2. The byte-oriented microcontroller of claim 1 , wherein the bus width of the program memory bus is wider than or equal to a maximum value of instruction lengths of instructions supported by the core circuit.
3. The byte-oriented microcontroller of claim 1 , wherein the instruction bytes of the at least one instruction are fetched by the core circuit in one clock cycle.
4. The byte-oriented microcontroller of claim 1 , wherein the core circuit comprises:
a fetch unit, for fetching the instruction bytes through the program memory bus and re-ordering the fetched instruction bytes to form a complete instruction.
5. The byte-oriented microcontroller of claim 4 , wherein a memory space of the program memory is divided into a plurality of memory blocks; and the fetch unit provides a plurality of fetch addresses for fetching the instruction bytes stored in the memory blocks, and re-orders the fetched instruction bytes according to the fetch addresses.

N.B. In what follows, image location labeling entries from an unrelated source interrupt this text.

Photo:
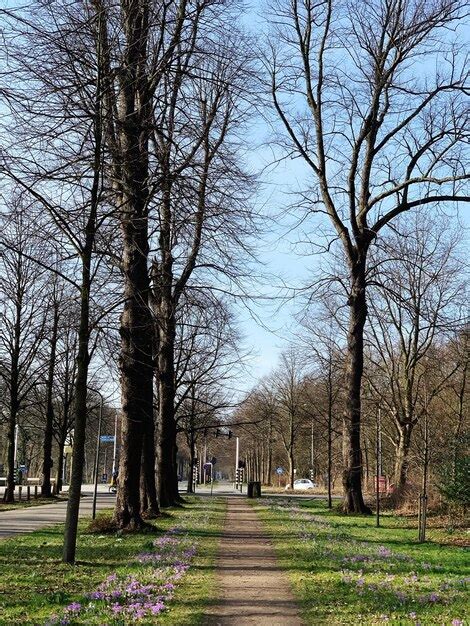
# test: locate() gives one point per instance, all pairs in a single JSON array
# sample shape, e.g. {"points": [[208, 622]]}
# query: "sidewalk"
{"points": [[252, 589], [24, 520]]}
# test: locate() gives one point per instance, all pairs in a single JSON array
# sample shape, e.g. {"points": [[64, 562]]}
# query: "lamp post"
{"points": [[97, 455], [115, 443], [237, 454]]}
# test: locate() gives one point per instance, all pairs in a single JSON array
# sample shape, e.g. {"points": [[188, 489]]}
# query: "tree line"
{"points": [[127, 197]]}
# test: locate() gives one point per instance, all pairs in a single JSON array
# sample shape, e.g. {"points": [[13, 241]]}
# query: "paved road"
{"points": [[25, 520]]}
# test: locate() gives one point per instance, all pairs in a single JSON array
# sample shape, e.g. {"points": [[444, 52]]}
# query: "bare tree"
{"points": [[416, 303], [22, 320], [290, 415], [379, 130]]}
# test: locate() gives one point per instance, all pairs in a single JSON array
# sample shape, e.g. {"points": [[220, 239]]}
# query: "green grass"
{"points": [[35, 584], [344, 570]]}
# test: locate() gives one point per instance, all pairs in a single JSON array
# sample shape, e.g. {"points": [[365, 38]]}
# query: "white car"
{"points": [[302, 484]]}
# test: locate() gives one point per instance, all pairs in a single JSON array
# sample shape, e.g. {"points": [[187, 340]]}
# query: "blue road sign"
{"points": [[107, 438]]}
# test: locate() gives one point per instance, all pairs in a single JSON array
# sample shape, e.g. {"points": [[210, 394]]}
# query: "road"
{"points": [[25, 520]]}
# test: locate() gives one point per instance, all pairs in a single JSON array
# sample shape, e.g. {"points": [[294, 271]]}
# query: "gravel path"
{"points": [[252, 588]]}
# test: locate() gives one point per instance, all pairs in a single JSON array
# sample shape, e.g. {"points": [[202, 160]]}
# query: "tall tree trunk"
{"points": [[352, 475], [291, 468], [136, 371], [14, 406], [131, 170], [151, 509], [330, 450], [79, 434], [60, 467], [270, 452], [83, 356], [48, 430], [168, 488], [192, 456], [402, 454]]}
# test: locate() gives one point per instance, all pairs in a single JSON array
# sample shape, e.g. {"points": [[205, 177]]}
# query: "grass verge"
{"points": [[343, 570], [35, 584]]}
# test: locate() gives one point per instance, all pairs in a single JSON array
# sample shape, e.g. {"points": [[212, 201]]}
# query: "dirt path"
{"points": [[252, 589]]}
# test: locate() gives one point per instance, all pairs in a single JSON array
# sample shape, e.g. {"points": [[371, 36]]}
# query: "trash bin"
{"points": [[254, 489]]}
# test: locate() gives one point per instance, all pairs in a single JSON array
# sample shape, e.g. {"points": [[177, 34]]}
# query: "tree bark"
{"points": [[352, 475], [79, 436], [151, 508], [402, 455], [46, 490], [131, 171], [168, 490], [136, 372]]}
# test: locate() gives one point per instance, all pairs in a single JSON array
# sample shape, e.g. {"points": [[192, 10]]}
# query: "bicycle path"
{"points": [[25, 520], [252, 587]]}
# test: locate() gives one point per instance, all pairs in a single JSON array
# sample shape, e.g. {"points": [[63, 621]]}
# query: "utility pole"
{"points": [[97, 455], [237, 454], [15, 452], [115, 443]]}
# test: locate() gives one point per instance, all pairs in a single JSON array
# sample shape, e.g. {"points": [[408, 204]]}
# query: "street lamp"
{"points": [[98, 444]]}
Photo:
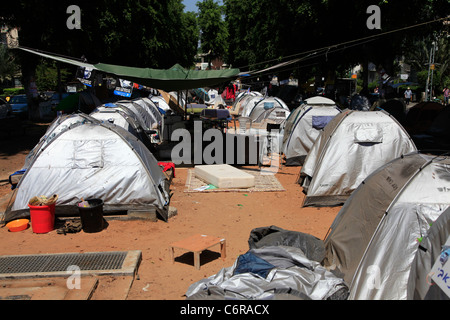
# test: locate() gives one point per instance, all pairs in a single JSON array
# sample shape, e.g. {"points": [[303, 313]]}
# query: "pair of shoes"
{"points": [[71, 226]]}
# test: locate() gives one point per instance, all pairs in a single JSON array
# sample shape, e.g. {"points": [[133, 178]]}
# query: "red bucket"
{"points": [[42, 218]]}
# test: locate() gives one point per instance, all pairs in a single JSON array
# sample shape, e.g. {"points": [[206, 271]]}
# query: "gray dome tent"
{"points": [[352, 145], [123, 117], [304, 126], [94, 160], [394, 224], [269, 108]]}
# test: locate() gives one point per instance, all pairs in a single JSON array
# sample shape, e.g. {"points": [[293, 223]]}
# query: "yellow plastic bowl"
{"points": [[18, 225]]}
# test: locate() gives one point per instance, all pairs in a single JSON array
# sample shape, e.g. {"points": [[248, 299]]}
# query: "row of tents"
{"points": [[382, 244]]}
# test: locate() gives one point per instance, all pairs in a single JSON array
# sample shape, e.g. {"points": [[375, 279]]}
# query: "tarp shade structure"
{"points": [[351, 146], [395, 221], [175, 78]]}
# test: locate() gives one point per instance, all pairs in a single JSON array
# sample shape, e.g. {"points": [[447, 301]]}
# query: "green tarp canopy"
{"points": [[175, 78]]}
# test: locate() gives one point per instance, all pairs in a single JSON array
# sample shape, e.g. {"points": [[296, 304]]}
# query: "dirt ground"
{"points": [[229, 215]]}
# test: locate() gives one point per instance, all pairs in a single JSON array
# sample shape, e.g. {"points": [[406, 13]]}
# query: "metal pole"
{"points": [[428, 76], [432, 71]]}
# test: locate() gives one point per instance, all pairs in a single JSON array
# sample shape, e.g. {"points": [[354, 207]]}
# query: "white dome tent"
{"points": [[304, 125], [94, 160], [396, 221]]}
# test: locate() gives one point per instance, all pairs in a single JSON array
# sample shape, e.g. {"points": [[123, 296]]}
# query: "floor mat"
{"points": [[263, 183]]}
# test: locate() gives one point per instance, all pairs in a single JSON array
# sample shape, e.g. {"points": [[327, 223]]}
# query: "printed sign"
{"points": [[441, 269]]}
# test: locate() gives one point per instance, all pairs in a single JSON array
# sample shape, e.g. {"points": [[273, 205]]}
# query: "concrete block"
{"points": [[224, 176]]}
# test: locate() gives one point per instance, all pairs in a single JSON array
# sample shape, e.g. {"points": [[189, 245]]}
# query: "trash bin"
{"points": [[91, 215]]}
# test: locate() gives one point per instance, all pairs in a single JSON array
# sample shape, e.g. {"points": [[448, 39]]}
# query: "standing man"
{"points": [[408, 95]]}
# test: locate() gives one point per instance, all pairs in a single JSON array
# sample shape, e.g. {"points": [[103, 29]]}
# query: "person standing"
{"points": [[408, 95]]}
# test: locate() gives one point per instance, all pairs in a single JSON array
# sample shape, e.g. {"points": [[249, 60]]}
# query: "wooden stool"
{"points": [[197, 244]]}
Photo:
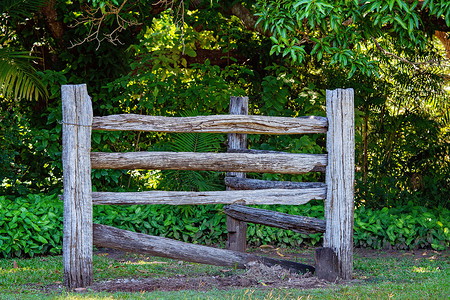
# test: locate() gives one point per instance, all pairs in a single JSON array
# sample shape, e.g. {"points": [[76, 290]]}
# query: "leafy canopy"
{"points": [[342, 29]]}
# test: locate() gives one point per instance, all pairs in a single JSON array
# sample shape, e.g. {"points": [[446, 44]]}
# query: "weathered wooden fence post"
{"points": [[237, 230], [339, 204], [77, 241]]}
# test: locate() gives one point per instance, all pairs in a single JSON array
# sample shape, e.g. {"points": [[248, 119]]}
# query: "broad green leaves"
{"points": [[337, 29]]}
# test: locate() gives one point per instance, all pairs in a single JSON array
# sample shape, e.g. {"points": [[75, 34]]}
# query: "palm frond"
{"points": [[18, 78], [192, 180]]}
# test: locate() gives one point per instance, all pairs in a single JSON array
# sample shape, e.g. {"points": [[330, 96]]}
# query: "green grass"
{"points": [[400, 277]]}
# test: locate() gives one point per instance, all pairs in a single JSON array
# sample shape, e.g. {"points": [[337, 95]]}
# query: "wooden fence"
{"points": [[80, 234]]}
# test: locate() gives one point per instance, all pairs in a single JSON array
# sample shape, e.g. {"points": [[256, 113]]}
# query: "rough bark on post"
{"points": [[339, 204], [237, 230], [77, 240]]}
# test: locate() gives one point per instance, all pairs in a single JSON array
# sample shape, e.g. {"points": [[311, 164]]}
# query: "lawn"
{"points": [[420, 274]]}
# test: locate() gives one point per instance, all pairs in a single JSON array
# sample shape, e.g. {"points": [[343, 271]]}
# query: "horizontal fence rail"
{"points": [[200, 161], [213, 124], [270, 196]]}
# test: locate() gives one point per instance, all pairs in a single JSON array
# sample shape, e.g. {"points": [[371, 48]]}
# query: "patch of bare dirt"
{"points": [[256, 275]]}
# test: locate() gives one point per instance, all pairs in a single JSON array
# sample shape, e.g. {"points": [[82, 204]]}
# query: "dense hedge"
{"points": [[33, 225]]}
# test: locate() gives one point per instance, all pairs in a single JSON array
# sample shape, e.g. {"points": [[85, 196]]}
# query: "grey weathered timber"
{"points": [[295, 223], [213, 124], [237, 230], [257, 184], [339, 204], [77, 240], [110, 237], [237, 162], [270, 196]]}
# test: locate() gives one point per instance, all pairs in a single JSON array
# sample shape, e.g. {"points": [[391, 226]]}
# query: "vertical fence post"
{"points": [[77, 240], [339, 204], [237, 230]]}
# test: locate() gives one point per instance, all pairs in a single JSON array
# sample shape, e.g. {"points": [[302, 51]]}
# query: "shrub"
{"points": [[33, 225]]}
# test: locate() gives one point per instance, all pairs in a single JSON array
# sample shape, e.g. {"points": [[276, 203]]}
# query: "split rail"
{"points": [[80, 233]]}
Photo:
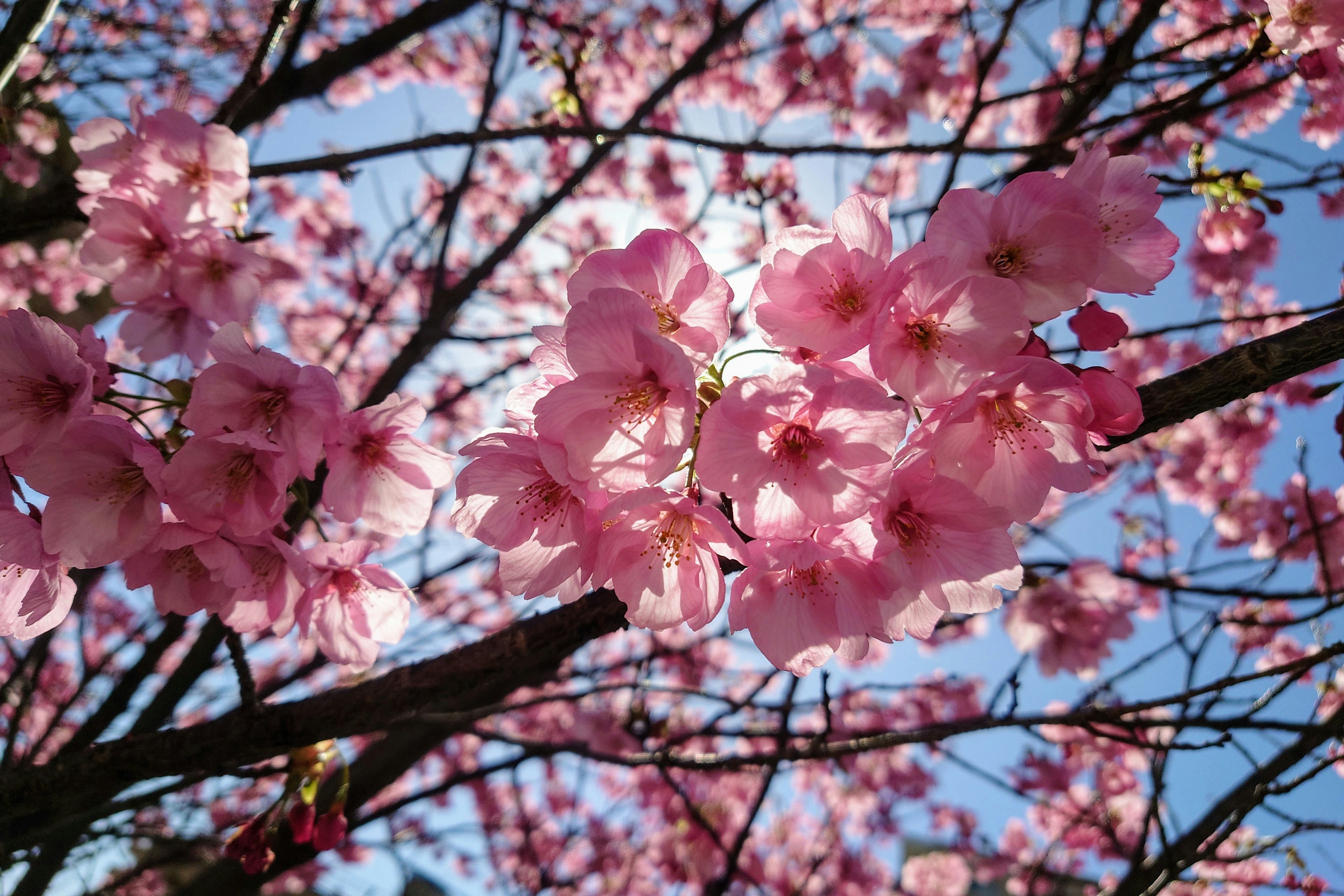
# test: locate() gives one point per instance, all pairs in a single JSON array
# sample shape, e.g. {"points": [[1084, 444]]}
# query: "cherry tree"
{"points": [[764, 448]]}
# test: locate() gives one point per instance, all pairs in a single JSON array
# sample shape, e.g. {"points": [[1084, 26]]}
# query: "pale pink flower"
{"points": [[350, 605], [799, 448], [945, 331], [949, 551], [1040, 233], [1015, 436], [162, 327], [627, 417], [205, 164], [218, 279], [267, 575], [666, 271], [1299, 26], [173, 567], [936, 875], [381, 472], [822, 289], [234, 479], [260, 390], [1138, 248], [806, 601], [1069, 622], [660, 551], [131, 248], [105, 488], [43, 382], [1096, 328], [35, 593]]}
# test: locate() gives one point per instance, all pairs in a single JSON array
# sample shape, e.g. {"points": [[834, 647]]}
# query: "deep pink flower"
{"points": [[206, 166], [173, 567], [381, 472], [806, 601], [43, 382], [948, 548], [234, 479], [218, 279], [666, 271], [822, 289], [1014, 436], [260, 390], [627, 417], [799, 448], [105, 488], [544, 531], [945, 331], [131, 248], [350, 606], [35, 593], [1138, 248], [1040, 233], [1096, 328], [660, 551]]}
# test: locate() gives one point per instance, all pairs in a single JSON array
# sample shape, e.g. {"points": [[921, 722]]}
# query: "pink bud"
{"points": [[302, 821], [330, 831], [1097, 330]]}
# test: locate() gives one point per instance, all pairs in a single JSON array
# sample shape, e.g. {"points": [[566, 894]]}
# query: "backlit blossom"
{"points": [[1015, 436], [627, 417], [799, 448], [105, 489], [350, 605], [666, 271], [544, 531], [261, 390], [379, 472], [43, 382], [1138, 248], [660, 551], [1041, 233], [234, 479], [808, 600], [822, 289], [945, 331]]}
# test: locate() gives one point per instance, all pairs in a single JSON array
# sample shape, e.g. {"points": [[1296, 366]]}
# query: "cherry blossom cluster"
{"points": [[205, 500], [848, 523]]}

6. The byte-oriented microcontroller of claim 4 , wherein the core circuit executes a plurality of instructions by processing the fetched instruction bytes; the 8051-based microcontroller further comprises a data memory; and the core circuit comprises:
an arithmetic logic unit;
a first register unit;
a second register unit;
a decode unit, for decoding the fetched instruction bytes to generate a decoded result;
a memory control unit, coupled to the decode unit, the arithmetic logic unit, the first register unit, the second register unit, and the data memory, for preparing addresses and data of source/destination operands of the fetched instruction bytes and arranging a plurality of data paths between the arithmetic logic unit, the first register unit, the second register unit, and the data memory according to the decoded result.
7. The byte-oriented microcontroller of claim 6 , wherein the fetched instructions are executed in one clock cycle.
8. The byte-oriented microcontroller of claim 6 , wherein the first register unit has a plurality of read ports and a plurality of write ports.
9. A byte-oriented microcontroller, comprising:
a program memory;
a program memory bus; and
a core circuit, coupled to the program memory through the program memory bus, for executing at least one instruction by processing a plurality of instruction bytes fetched from the program memory, wherein the instruction bytes of the at least one instruction are fetched by the core circuit in one clock cycle.
10. The byte-oriented microcontroller of claim 9 , wherein all instruction bytes of each instruction supported by the core circuit are fetched by the core circuit in one clock cycle.
11. The byte-oriented microcontroller of claim 9 , wherein the fetched instruction bytes correspond to a plurality of instructions.
12. A byte-oriented microcontroller, comprising:
a data memory, for buffering a return address; and
a data memory interface, coupled to the data memory, for accessing the return address, wherein the data memory interface has a bus width wider than one instruction byte.
13. The byte-oriented microcontroller of claim 12 , wherein the data memory interface accesses the return address in one clock cycle.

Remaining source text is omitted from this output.